Entre 1933 et 1939, 800 000 juifs européens ont tenté de fuir et de trouver un refuge là où leur vie ne serait plus menacée. L’Argentine en a accueilli 22 000. L’Australie en a admis 10 000 et se préparait à en recevoir 15 000 autres lorsque la guerre a éclaté. Le Brésil en a accueilli 20 000, les États-Unis, 140 000, mais le Canada n’a ouvert ses portes qu’à 4 000 réfugiés juifs.(7)
En 1946, lorsqu’on a commencé à prendre conscience de l’horreur de l’holocauste et du massacre de millions de juifs en Europe, le Canada a rouvert ses portes à l’immigration. Des milliers d’Européens ont été désignés « personnes déplacées » parce qu’ils n’avaient nulle part où aller. La guerre avait anéanti leur existence. Quarante mille survivants des camps nazis ont trouvé refuge au Canada. En 1947, le Canada a élaboré le « Plan de déplacement collectif » qui a permis d’accueillir au pays 1 000 orphelins de guerre juifs. L’État d’Israël, créé en 1948, est bientôt devenu la destination privilégiée des réfugiés juifs. Toutefois, entre 1947 et 1950, le Canada a ouvert ses portes à 98 057 personnes déplacées; parmi celles-ci, seuls les Polonais et les Ukrainiens étaient plus nombreux que les juifs.(8)

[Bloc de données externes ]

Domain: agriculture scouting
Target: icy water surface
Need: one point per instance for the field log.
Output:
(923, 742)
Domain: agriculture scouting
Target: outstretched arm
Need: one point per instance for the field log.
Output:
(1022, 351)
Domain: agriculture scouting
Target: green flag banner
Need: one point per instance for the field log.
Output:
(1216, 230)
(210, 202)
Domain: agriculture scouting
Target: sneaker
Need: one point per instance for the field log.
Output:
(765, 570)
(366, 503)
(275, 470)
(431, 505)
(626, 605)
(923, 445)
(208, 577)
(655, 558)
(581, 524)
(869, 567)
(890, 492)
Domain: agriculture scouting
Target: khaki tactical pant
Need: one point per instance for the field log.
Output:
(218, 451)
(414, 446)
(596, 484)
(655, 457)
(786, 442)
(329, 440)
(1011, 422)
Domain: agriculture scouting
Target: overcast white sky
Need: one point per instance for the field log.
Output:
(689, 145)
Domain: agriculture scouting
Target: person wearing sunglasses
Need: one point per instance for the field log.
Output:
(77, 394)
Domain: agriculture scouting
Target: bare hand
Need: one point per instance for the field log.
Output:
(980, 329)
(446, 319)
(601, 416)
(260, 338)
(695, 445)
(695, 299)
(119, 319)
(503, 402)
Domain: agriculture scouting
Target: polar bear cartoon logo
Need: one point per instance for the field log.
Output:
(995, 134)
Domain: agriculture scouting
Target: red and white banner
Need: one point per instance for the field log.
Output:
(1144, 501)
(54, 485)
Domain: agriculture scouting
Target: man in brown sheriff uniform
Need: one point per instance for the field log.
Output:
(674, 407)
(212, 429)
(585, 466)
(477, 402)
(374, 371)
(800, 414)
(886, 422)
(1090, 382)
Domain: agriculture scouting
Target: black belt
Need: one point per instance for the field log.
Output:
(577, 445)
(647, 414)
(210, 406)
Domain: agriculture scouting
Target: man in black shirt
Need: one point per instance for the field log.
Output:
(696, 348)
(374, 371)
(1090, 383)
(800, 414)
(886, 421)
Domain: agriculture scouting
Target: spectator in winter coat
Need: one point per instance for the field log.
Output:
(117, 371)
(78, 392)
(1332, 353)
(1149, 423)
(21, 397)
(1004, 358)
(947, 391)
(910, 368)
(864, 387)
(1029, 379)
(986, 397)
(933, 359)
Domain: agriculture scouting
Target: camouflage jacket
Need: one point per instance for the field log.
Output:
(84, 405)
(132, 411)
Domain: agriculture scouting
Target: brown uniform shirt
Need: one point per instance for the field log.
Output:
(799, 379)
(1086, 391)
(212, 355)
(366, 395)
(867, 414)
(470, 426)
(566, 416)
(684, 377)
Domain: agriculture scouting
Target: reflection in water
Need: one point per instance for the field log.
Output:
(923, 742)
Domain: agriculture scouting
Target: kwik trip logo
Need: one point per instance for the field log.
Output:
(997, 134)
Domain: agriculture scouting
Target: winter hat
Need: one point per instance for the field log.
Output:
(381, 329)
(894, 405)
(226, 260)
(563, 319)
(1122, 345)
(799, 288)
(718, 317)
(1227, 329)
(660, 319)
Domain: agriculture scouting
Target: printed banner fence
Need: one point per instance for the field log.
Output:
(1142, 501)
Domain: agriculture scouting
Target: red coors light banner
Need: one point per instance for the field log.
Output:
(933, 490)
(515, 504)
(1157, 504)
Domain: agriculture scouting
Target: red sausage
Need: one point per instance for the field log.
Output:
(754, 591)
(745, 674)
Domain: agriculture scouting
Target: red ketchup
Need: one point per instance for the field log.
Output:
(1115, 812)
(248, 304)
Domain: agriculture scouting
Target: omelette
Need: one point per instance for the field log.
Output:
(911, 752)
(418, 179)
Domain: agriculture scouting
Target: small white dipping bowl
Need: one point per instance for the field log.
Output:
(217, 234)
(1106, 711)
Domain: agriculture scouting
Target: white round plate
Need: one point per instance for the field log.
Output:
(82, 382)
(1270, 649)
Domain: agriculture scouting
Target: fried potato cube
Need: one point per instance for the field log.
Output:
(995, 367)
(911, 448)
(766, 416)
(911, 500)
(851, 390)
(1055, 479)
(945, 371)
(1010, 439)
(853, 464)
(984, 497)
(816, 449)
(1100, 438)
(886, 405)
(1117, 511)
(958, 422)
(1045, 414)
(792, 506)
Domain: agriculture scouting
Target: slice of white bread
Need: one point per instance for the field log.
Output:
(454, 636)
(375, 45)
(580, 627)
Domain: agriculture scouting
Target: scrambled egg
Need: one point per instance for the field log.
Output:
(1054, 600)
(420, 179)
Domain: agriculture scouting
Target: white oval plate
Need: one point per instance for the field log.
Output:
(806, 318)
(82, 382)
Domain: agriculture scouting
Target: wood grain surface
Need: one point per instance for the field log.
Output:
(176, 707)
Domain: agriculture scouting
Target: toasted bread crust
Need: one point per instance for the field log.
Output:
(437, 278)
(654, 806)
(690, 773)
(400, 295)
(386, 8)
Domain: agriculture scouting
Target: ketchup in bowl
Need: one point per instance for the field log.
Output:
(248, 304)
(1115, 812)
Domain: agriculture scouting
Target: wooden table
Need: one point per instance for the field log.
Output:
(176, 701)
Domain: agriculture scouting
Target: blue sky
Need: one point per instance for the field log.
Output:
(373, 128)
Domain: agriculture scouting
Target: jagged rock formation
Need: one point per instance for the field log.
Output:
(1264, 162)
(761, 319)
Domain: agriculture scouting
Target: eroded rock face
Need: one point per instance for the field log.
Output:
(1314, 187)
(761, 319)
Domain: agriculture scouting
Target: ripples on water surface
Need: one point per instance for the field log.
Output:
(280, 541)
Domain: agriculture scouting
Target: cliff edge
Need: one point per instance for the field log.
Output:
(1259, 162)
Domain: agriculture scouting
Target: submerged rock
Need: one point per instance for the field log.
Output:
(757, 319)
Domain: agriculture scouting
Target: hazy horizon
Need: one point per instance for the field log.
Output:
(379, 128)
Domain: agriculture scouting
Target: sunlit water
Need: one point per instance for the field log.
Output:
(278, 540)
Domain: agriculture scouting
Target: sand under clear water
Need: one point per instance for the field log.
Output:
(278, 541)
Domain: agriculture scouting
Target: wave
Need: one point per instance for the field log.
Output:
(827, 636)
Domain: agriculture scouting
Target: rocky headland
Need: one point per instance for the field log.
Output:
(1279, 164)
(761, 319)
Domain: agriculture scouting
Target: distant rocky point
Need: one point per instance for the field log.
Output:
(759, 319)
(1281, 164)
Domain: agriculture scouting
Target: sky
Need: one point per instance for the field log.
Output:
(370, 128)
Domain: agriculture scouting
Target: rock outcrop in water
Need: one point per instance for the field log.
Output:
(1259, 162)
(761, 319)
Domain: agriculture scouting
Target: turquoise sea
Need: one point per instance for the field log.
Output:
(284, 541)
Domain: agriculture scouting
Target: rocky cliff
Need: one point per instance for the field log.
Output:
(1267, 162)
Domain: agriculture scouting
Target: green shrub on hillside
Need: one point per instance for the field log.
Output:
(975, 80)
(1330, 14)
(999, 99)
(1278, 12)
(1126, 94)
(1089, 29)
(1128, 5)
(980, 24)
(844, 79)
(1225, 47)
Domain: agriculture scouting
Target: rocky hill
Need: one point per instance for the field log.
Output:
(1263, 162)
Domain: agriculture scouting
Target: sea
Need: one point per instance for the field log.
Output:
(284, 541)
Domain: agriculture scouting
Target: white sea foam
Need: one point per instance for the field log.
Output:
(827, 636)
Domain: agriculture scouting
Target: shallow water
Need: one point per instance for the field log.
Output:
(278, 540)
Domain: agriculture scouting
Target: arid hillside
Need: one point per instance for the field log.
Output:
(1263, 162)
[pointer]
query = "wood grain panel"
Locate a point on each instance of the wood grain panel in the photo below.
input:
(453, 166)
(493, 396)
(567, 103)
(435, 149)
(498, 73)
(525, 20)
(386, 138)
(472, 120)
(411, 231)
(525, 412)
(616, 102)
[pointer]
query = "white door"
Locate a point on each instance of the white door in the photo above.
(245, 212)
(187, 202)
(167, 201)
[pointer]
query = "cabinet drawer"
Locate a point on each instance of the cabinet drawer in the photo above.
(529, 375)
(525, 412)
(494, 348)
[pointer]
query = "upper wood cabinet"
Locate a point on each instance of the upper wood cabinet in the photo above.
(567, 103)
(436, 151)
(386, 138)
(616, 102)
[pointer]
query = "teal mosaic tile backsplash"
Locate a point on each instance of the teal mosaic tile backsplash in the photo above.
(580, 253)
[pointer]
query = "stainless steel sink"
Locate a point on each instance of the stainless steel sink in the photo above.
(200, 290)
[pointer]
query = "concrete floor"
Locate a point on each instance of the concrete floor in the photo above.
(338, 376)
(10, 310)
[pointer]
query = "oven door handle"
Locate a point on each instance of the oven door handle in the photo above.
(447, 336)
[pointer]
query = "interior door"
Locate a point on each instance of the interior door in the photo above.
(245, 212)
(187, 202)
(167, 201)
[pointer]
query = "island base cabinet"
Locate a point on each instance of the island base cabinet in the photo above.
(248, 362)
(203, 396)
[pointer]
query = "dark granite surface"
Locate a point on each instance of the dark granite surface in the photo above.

Dans les années 1950, nombre de juifs d’Afrique du Nord ont afflué au Canada. Comme ils étaient francophones, ils préféraient s’établir au Québec. On les appelait les juifs « sépharades », c’est-à-dire parlant le français, même si les juifs d’Afrique du Nord n’étaient pas tous francophones. Ainsi, 10 000 juifs d’Afrique du Nord se sont installés au Canada entre 1957 et 1980. De ce nombre, 75 % provenaient du Maroc, et la plupart ont élu domicile à Montréal. En général, les juifs marocains étaient instruits, et ils ont prospéré ici.(9)
La plupart des juifs marocains qui ont immigré au Canada l’ont fait pour des raisons politiques plutôt qu’économiques. Ils sont venus ici à cause de l’incertitude suscitée par le départ des Français et la constitution d’un gouvernement entièrement arabe. De plus, des milliers ont quitté le Maroc après la guerre des Six Jours, en 1967, et, comme Solly Lévy et son épouse Madeleine, ils ont constaté que leur connaissance du français était un atout de taille au Canada, particulièrement au Québec où la plupart se sont établis.